5.2.1.5 BuildKit SSH Mounts
A focused guide to BuildKit SSH Mounts, connecting core concepts with practical Docker and container operations.
BuildKit SSH mounts let a Dockerfile access the host's SSH agent during a build, enabling build steps that need to authenticate over SSH — cloning a private Git repository, for example — without copying any private SSH key into the image itself.
Why This Is Useful
Cloning a private repository during a build traditionally required either embedding an SSH key directly in the image (a serious security risk) or relying on HTTPS with an embedded token (which carries similar risks). SSH mounts instead forward access to the host's already-running SSH agent for the duration of a specific build step.
RUN --mount=type=ssh git clone git@github.com:example/private-repo.git
docker build --ssh default -t myapp .
The SSH agent's available keys are forwarded only for this specific instruction's execution, and no private key material is ever written into the resulting image.
Verifying SSH Access Is Forwarded Correctly
Confirming the SSH agent forwarding actually works as expected before relying on it in a larger build helps catch configuration issues early.
ssh-add -l
docker build --ssh default -t myapp .
Listing currently loaded SSH identities confirms what will actually be available for forwarding during the build.

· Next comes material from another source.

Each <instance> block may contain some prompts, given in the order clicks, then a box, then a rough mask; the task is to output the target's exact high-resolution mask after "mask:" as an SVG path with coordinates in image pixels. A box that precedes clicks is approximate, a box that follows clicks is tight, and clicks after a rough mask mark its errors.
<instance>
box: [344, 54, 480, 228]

Why a Private Key Should Never Be Copied Directly
Copying a private SSH key into an image, even temporarily within a multi-stage build, risks that key persisting in an intermediate layer or being unintentionally retained in the final image if not handled with extreme care — SSH mounts avoid this risk entirely by never writing the key into any layer in the first place.

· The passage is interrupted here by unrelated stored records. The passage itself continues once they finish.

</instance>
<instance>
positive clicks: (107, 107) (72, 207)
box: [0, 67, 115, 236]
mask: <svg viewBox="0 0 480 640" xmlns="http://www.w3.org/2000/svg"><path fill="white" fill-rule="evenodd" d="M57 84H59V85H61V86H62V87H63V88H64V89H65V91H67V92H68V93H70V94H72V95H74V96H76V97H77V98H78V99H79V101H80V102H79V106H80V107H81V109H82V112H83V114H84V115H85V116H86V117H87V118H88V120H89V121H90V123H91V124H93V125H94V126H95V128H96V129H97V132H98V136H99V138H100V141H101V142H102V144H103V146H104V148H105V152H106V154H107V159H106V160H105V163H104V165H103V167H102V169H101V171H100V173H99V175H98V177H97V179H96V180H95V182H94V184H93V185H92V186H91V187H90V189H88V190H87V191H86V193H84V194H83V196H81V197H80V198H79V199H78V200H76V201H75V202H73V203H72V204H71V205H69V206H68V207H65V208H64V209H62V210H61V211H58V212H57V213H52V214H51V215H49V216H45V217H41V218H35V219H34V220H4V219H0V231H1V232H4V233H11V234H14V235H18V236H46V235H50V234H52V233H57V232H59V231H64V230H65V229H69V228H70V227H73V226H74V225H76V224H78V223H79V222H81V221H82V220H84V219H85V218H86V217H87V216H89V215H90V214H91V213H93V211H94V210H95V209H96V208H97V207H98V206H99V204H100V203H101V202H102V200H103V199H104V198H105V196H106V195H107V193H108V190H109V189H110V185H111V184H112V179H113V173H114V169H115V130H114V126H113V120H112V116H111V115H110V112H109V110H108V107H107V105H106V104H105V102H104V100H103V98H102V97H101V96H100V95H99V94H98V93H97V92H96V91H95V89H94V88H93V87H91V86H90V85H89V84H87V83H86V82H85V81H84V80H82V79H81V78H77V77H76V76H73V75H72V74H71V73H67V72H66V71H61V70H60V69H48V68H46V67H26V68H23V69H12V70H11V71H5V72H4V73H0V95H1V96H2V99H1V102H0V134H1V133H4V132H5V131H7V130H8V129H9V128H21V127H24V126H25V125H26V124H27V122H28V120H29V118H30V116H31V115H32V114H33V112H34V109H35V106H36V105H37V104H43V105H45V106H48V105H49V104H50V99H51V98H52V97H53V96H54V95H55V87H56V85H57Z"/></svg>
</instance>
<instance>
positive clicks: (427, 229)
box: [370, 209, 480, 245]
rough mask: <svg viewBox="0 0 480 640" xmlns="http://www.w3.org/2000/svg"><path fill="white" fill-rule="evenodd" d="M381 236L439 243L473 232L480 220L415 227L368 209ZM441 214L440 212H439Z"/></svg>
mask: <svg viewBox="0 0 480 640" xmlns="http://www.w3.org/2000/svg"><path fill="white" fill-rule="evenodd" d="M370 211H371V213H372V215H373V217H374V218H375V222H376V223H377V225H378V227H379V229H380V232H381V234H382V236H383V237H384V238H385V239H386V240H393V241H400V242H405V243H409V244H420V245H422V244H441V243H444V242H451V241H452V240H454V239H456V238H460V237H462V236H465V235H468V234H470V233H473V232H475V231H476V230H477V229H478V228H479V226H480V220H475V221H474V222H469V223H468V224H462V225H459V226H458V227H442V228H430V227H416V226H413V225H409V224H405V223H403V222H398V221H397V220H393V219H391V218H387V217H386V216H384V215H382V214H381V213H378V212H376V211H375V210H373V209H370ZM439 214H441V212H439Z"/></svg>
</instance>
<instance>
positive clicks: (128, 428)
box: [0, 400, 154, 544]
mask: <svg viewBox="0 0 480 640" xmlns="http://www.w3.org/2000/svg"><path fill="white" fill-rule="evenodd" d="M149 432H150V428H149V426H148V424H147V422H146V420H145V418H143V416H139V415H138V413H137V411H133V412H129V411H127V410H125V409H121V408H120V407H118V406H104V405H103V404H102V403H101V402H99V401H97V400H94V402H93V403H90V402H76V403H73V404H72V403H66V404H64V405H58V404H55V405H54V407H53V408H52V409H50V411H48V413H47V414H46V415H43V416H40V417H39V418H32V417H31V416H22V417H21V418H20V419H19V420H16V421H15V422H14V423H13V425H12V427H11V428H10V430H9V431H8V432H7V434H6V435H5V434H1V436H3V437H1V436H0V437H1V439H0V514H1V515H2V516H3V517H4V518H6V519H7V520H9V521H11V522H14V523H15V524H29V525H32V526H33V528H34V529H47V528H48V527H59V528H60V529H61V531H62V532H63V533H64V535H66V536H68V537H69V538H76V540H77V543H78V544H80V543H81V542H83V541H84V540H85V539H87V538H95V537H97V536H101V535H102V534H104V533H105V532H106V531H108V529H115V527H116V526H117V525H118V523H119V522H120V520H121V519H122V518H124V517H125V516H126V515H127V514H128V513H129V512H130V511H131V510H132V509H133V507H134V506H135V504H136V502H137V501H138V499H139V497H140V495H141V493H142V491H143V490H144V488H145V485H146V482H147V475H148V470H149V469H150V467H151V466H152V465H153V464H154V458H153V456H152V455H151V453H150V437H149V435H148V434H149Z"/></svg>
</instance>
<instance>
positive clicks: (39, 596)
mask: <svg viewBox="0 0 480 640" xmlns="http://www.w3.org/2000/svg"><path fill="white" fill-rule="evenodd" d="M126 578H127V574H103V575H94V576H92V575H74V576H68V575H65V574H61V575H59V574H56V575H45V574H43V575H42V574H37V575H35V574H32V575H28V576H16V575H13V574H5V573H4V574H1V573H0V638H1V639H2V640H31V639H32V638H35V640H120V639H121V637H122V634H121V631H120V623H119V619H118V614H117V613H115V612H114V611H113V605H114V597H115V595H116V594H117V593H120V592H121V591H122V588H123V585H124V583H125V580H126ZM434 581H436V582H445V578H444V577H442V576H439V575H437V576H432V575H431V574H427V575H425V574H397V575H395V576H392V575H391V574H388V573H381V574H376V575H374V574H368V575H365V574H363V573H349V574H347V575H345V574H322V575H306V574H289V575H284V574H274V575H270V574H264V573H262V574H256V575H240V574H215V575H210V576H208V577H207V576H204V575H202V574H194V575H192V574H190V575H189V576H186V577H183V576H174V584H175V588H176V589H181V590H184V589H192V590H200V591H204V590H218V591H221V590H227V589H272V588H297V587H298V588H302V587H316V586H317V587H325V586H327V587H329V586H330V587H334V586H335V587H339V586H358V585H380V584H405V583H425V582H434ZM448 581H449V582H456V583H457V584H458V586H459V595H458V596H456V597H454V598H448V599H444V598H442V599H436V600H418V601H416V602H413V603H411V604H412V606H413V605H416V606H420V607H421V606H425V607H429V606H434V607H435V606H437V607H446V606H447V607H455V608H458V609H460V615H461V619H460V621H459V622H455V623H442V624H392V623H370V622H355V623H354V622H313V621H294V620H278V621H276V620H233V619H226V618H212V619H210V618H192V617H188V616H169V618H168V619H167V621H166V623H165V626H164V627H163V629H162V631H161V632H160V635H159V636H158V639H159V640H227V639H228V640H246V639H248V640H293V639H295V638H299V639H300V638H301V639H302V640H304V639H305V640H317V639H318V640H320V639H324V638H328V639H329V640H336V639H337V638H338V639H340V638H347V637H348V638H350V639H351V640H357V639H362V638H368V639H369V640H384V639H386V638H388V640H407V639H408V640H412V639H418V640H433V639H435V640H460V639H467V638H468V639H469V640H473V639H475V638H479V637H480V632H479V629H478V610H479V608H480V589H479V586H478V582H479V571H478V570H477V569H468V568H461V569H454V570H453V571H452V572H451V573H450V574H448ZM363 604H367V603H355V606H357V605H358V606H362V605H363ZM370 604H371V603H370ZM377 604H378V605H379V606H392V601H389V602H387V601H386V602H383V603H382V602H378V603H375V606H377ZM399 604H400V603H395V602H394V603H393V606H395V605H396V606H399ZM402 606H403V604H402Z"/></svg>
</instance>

COPY id_rsa /root/.ssh/id_rsa
RUN --mount=type=ssh git clone git@github.com:example/private-repo.git
The second approach achieves the same goal without ever risking the key's persistence in the image.
Why SSH Mounts Matter
SSH mounts provide a clean, secure mechanism for build steps that genuinely need SSH-based authentication, eliminating a previously common and risky workaround involving directly embedding private keys into a Dockerfile or build context.